Nearly 19 million viewers tuned in to CBS’ 60 Minutes on Sunday night to see Donald Trump’s first official interview as president-elect. That’s up 34 percent from the show’s most recent episode but down 25 percent from President Barack Obama’s comparable interview in 2008, which was seen by 25.4 million viewers. Even eight years ago, however, there was far less competition to the broadcast networks.
The episode also scored a 3.2 rating among adults 18-49 and a 4.3 among the more relevant news demographic of adults 25-54, according to The Hollywood Reporter. 60 Minutes started 25 minutes late due to an overrun in the NFL game between the San Diego Chargers and Miami Dolphins.
In a wide-ranging interview with veteran 60 Minutes’ correspondent Leslie Stahl, Trump touched on several subjects that came up frequently in the campaign, including Obamacare and immigration.
On Obamacare, Trump said he wouldn’t advocate throwing out the entire Affordable Care Act, but would prefer to keep provisions that require insurance companies to insure people with pre-existing conditions and that allow parents to keep adult children who live with them on their policies.
Trump doesn’t expect the Supreme Court—even if his administration appoints a new conservative justice, as expected—to overturn marriage equality. “These cases have gone to the Supreme Court.
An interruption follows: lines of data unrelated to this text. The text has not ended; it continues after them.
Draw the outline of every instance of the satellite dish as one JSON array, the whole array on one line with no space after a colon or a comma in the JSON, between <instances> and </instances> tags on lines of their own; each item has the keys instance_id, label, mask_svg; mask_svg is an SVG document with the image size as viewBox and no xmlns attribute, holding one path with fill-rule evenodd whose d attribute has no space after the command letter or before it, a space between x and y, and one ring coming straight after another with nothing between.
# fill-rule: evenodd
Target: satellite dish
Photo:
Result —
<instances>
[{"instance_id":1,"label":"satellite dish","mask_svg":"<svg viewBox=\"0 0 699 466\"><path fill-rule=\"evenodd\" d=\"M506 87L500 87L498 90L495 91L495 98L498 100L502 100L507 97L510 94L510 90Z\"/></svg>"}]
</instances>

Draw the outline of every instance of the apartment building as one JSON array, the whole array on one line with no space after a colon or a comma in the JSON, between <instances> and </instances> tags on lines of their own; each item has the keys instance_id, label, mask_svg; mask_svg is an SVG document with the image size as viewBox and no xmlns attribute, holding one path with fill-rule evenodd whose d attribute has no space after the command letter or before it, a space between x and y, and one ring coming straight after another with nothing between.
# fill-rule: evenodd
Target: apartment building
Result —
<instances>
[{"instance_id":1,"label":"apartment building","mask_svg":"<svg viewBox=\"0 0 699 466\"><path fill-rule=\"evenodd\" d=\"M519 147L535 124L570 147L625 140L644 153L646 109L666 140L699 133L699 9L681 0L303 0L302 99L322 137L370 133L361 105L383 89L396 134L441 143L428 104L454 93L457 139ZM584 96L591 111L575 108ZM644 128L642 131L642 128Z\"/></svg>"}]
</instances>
They’ve been settled. And I’m fine with that.”
Trump still plans to build some kind of structure intended to keep illegal immigrants out of the country, but said he would be okay if it were more of a fence along some parts of the border. “I’m very good at this,” he told Stahl. “It’s called construction.”
He does plan to deport some 2 to 3 million immigrants who have committed crimes as promised during his campaign.
He also said he plans to simplify and lower taxes.
Over the weekend, Trump named some of his first advisors, announcing that Republican National Committee Chairman Rance Priebus would be his chief of staff, while Breitbart News Executive Chairman Steve Bannon, who was Trump’s campaign CEO, would serve as chief strategist and senior counselor.